Tools For Better Developers

Osm Admin: Indexing (3)

2021 December Osm Admin

2 years ago ∙ 5 minutes read

Yay, indexing works!

It's changed quite a bit, so let's review how it works from the very beginning.

Contents:

Scopes

In this article, I'll review how indexing helps to manage scopes. A scope is a generic term denoting a single site/store in a multi-site/multi-store application.

The Scope class is defined as follows:

/**
 * @property ?int $parent_id #[Serialized,
 *      Table\Int_(unsigned: true, references: 'scopes.id', 
 *          on_delete: 'cascade')]
 * @property ?int $level #[Serialized, Table\Int_(unsigned: true)]
 * @property ?string $id_path #[Serialized, Table\String_]
 * @property ?string $title #[Serialized]
 * @property Scope $parent #[Serialized]
 */
#[Storage\Scopes]
class Scope extends Object_
{
    use Id;

    public function join_parent(TableQuery $query, string $joinMethod,
        string $from, string $as): void
    {
        $query->db_query->$joinMethod("scopes AS {$as}",
            "{$from}.parent_id", '=', "{$as}.id");
    }
}

id And parent_id Properties

Scopes form a tree. There is the root scope, it may have child scopes, each child scope may have its own child scopes, and so on.

In database, scopes are stored in scopes table. Each scope has a unique id, and parent_id that references the parent scope.

For each scope, the application creates a separate set of scope-specific tables. For example, in an e-commerce application, each scope has its own table for products. Scope-specific tables follow s1__products, s2__products, convention, where 1 and 2 are scope IDs.

level And id_path Properties

The application automatically computes level and id_path properties.

The level property specifies how deep a given scope is in the scope tree. The root scope has level of 0, its direct children are at the 1-st level, the grandchildren have the level of 2, and so on.

The id_path property contains the IDs of all parent scopes, and the ID of a given scope. For example, if the scope ID is 5, its parent ID is 3, and its grandparent ID is 1, then the id_path is 1/3/5.

title And Other Data Properties

You can assign each scope its own title. This property is currently irrelevant for understanding indexing, just keep in mind that each scope has some useful data.

parent Property And join_parent() Method

The parent property is filled in if you retrieve scopes and their parent scopes using dot syntax. The join_parent() is used to actually join the parent record to the queried scope record.

Indexers

Indexers make changes to the database, or other storages based on changes made to the database.
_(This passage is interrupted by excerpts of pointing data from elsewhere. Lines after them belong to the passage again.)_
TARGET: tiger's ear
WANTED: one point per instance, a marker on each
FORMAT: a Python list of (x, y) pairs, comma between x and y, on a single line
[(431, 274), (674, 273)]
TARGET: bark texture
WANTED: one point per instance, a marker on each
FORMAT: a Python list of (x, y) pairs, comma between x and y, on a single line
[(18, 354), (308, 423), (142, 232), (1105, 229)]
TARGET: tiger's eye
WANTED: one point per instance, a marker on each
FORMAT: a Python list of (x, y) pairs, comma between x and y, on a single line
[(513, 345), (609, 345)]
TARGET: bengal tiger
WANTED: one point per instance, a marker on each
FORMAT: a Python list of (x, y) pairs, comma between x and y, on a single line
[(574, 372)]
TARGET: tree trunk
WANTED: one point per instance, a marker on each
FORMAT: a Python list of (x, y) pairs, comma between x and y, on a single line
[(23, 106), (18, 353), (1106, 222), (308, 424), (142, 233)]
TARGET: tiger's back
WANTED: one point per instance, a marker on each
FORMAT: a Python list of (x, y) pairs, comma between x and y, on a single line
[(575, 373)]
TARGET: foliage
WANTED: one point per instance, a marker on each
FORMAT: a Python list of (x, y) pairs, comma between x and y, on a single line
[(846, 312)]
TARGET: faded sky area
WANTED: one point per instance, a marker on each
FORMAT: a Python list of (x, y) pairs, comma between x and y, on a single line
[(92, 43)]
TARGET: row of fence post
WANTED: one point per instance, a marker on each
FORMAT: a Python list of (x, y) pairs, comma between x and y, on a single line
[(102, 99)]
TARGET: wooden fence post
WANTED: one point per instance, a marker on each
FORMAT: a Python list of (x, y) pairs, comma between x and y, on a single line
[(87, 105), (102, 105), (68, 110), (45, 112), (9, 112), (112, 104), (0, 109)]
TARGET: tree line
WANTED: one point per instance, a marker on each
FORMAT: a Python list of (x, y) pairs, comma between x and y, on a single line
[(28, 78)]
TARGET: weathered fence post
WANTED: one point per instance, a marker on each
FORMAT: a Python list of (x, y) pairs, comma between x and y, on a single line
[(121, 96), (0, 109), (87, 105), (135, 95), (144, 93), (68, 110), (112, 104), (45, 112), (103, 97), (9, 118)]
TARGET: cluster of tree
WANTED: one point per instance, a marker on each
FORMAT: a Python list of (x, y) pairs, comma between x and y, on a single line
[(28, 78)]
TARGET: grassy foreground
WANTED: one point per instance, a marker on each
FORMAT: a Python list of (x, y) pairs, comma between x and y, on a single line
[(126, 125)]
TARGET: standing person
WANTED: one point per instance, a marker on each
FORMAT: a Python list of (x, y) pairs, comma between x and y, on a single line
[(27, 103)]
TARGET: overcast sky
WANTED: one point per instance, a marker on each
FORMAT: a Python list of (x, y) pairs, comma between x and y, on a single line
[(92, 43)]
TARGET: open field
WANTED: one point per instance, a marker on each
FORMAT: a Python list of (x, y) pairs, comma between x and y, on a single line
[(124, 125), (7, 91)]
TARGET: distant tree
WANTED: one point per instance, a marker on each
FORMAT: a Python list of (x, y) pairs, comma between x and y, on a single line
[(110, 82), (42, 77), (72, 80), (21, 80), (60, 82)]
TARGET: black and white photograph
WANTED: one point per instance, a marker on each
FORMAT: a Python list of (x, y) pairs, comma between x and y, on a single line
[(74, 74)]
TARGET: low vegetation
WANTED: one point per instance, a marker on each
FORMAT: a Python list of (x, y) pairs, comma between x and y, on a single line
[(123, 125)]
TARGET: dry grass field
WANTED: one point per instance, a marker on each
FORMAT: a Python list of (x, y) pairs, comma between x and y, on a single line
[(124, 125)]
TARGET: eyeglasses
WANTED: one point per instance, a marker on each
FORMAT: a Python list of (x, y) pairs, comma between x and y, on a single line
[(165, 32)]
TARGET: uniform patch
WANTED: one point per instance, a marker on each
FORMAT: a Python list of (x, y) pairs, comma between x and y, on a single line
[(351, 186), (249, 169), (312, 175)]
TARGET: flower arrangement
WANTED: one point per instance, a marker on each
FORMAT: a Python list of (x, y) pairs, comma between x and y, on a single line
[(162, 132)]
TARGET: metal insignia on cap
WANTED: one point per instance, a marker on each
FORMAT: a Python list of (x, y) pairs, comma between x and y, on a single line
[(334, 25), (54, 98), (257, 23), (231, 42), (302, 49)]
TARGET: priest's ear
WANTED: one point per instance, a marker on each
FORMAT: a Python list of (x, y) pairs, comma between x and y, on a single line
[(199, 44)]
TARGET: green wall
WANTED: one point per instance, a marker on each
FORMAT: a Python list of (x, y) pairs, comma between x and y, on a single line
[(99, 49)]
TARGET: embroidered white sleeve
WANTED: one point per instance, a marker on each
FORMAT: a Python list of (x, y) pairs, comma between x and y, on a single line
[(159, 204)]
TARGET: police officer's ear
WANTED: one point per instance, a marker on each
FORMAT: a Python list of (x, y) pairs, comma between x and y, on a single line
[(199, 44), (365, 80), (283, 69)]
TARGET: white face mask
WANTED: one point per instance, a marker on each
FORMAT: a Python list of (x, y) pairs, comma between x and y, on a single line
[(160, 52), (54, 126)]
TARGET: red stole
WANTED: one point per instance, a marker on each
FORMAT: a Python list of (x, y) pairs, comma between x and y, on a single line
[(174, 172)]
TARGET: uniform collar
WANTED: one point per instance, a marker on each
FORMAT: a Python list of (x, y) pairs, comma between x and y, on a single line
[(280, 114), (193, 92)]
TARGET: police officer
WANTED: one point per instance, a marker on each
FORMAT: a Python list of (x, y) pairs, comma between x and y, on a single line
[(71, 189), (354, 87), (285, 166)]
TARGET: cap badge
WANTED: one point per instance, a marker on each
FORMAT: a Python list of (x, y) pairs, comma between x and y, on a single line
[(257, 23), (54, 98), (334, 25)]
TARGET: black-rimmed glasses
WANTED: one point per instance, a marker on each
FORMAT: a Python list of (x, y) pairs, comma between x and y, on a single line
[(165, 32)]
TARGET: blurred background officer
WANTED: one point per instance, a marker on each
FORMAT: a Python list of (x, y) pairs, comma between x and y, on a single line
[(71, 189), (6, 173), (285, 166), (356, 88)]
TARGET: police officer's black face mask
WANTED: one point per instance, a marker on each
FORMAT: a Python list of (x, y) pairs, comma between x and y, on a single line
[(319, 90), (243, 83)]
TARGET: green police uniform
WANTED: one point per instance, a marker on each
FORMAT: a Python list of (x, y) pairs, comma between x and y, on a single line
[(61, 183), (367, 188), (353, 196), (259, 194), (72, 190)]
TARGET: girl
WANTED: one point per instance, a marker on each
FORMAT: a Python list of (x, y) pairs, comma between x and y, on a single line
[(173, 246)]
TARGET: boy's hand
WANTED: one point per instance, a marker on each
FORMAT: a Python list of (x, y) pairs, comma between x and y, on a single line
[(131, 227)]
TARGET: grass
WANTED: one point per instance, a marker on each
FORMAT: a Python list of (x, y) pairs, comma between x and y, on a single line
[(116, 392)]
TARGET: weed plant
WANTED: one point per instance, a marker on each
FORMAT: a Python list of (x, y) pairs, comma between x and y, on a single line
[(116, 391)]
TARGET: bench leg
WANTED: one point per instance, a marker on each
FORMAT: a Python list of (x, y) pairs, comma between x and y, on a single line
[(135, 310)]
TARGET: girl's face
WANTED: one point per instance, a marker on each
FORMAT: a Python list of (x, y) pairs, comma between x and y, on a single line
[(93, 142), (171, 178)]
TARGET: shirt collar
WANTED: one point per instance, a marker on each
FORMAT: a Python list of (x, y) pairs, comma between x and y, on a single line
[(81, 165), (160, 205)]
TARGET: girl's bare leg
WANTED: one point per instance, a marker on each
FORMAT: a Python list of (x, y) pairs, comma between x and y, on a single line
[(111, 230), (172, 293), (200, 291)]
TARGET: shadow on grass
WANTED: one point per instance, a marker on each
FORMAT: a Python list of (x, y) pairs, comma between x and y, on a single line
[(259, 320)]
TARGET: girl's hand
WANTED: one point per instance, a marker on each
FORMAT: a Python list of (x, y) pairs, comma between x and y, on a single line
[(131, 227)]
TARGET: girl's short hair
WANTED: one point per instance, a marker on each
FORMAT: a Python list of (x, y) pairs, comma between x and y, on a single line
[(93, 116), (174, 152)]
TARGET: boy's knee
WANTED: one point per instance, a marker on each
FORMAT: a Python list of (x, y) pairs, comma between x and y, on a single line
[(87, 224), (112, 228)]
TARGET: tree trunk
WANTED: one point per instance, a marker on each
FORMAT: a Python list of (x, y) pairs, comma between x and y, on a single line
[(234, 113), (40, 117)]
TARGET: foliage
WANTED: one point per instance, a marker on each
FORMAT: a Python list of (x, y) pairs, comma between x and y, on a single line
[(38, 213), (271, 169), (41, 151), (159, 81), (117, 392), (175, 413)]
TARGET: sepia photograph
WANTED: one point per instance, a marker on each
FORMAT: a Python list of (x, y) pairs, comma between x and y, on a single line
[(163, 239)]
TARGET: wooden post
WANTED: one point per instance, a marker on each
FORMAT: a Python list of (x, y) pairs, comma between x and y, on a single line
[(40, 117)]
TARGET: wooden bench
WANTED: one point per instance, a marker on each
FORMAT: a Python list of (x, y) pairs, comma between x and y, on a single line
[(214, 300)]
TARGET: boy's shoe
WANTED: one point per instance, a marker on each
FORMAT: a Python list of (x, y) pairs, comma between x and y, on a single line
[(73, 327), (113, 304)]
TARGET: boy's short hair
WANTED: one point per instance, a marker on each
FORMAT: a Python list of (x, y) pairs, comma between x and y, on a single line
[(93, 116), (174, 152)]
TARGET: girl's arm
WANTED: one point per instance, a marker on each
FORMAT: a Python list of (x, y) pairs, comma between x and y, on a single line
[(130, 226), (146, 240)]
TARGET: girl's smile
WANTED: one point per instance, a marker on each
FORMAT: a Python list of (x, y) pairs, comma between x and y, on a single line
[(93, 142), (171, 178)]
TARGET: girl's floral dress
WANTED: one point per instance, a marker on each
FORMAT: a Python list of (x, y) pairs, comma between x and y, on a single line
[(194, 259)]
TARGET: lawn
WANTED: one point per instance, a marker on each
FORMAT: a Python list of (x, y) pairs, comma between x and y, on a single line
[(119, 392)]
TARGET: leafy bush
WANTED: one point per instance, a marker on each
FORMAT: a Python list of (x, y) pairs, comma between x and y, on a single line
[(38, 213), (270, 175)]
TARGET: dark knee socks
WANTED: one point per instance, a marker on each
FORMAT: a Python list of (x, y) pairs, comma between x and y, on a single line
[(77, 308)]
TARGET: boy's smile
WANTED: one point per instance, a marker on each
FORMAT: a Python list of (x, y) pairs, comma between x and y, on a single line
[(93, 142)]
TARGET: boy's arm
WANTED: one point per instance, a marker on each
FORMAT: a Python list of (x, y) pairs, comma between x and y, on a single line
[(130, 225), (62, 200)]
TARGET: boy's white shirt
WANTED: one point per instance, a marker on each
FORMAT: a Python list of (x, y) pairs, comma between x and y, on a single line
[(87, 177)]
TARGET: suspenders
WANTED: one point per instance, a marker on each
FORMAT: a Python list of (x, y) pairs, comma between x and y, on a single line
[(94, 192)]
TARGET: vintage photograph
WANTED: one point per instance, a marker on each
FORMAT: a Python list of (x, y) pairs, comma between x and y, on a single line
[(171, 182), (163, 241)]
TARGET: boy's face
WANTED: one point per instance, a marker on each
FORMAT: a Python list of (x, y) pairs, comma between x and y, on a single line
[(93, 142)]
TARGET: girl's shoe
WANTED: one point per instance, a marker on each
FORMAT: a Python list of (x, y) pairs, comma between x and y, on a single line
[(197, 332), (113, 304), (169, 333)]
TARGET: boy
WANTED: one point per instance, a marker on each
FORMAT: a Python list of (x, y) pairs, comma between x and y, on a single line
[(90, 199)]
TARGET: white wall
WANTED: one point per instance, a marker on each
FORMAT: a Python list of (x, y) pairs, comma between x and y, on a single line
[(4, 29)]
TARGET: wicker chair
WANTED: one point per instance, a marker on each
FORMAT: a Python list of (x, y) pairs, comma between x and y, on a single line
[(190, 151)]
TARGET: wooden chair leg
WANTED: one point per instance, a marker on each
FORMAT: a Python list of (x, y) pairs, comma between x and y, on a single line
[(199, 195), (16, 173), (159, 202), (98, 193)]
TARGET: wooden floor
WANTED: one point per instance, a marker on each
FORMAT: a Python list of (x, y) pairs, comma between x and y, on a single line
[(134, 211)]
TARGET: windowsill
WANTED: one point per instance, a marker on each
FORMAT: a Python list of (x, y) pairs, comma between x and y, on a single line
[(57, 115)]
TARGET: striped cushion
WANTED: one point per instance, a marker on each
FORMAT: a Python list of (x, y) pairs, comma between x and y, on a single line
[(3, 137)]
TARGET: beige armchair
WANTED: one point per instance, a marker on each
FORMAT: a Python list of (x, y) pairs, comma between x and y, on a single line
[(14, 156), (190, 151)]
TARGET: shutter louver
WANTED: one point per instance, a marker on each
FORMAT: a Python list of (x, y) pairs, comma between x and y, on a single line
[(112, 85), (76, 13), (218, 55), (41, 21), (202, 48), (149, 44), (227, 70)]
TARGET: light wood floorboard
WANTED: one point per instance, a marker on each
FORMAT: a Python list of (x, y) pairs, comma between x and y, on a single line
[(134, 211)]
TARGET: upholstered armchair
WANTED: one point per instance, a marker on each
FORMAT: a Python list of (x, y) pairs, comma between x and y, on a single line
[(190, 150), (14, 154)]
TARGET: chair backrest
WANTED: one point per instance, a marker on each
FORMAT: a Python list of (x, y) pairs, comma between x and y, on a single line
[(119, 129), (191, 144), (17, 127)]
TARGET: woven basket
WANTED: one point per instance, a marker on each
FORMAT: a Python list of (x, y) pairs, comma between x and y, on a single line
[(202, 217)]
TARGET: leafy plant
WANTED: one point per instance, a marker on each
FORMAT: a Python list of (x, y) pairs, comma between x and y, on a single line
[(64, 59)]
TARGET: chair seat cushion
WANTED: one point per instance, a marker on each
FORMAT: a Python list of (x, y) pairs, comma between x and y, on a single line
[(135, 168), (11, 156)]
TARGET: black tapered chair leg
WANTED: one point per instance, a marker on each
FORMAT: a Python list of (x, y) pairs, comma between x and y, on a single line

There are two indexers that manage scope data.

UpdateScopes Indexer

Whenever a scope is inserted or updated, the UpdateScopes computes level and id_path properties of the updated scopes, and its child scopes, recursively:

#[On\Saving('scopes'), On\Saved('scopes', alias: 'parent')]
class UpdateScopes extends UpdateTree
{
    protected function index_level(?int $parent__level): int {
        return $parent__level !== null ? $parent__level + 1 : 0;
    }

    protected function index_id_path(?string $parent__id_path, int $id): string {
        return $parent__id_path !== null ? "{$parent__id_path}/{$id}" : "{$id}";
    }
}  

The index_*() methods specify the computation logic for the indexed properties.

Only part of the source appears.